Le moule à baba classique est un moule à kouglof ou à savarin — annulaire, avec un trou au centre — qui permet une cuisson homogène et un imbibage régulier. Si vous n’en avez pas, des moules à muffin font parfaitement l’affaire pour des babas individuels, avec l’avantage non négligeable de réduire le temps de cuisson à 20 minutes environ. C’est ma version préférée pour les dîners, parce qu’on peut doser l’imbibage gâteau par gâteau, selon les goûts de chacun.
Imbiber, patienter, servir — les trois étapes qui font tout
L’imbibage : un geste précis, pas une improvisation
L’imbibage se fait dès la sortie du four, quand le gâteau est encore chaud. C’est à ce moment-là que la mie est la plus poreuse, la plus réceptive. Versez le sirop chaud par petites quantités, en laissant le baba absorber entre chaque ajout. Si vous le faites trop vite, le sirop déborde sans pénétrer. L’idée est d’aller jusqu’à ce que le gâteau ait bu tout ce qu’il peut — on voit généralement le sirop perler légèrement sur les bords quand il est suffisamment imbibé.
La première fois que j’ai fait cette recette, j’ai versé trop vite et trop d’un coup. Le baba était gorgé en surface, presque détrempé, mais sec au centre. Depuis, je prends le temps d’y aller par étapes, en laissant 2 à 3 minutes entre chaque ajout de sirop. Ça change vraiment le résultat.

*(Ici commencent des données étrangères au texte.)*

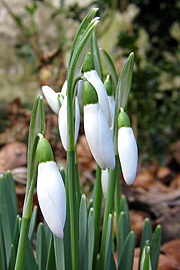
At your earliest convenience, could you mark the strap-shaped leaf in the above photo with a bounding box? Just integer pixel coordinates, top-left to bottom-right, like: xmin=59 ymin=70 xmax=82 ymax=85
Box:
xmin=26 ymin=95 xmax=45 ymax=193
xmin=118 ymin=231 xmax=135 ymax=270
xmin=138 ymin=218 xmax=152 ymax=269
xmin=91 ymin=30 xmax=103 ymax=80
xmin=88 ymin=208 xmax=94 ymax=270
xmin=120 ymin=195 xmax=131 ymax=237
xmin=53 ymin=235 xmax=65 ymax=270
xmin=116 ymin=211 xmax=127 ymax=264
xmin=46 ymin=234 xmax=56 ymax=270
xmin=36 ymin=223 xmax=49 ymax=270
xmin=100 ymin=49 xmax=118 ymax=92
xmin=28 ymin=205 xmax=37 ymax=242
xmin=79 ymin=194 xmax=88 ymax=269
xmin=0 ymin=216 xmax=7 ymax=270
xmin=116 ymin=53 xmax=134 ymax=108
xmin=69 ymin=8 xmax=98 ymax=65
xmin=150 ymin=225 xmax=161 ymax=270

Le repos : indispensable, vraiment
Après l’imbibage, le baba doit reposer — idéalement plusieurs heures, au mieux une nuit au réfrigérateur. C’est pendant ce temps que le sirop migre en profondeur, que la texture se stabilise, que les arômes du rhum et du caramel s’infusent vraiment dans la mie. Un baba mangé trop tôt après l’imbibage sera bon mais pas aussi fondant qu’il pourrait l’être. La patience est ici la seule technique requise 😉
La garniture et le service
La version classique appelle une chantilly vanillée et quelques fruits confits — c’est beau, c’est festif, et l’association fonctionne à merveille. Mais rien n’empêche d’aller vers quelque chose de plus simple et de plus frais : des framboises ou des fraises (en saison), une crème fouettée légèrement sucrée, un zeste de citron râpé par-dessus pour apporter un peu de vivacité. En automne, des quartiers de poire pochés dans un sirop de vanille se glissent très bien à côté d’un baba bien imbibé… L’important, c’est que l’accompagnement reste assez neutre pour laisser le rhum et le caramel parler.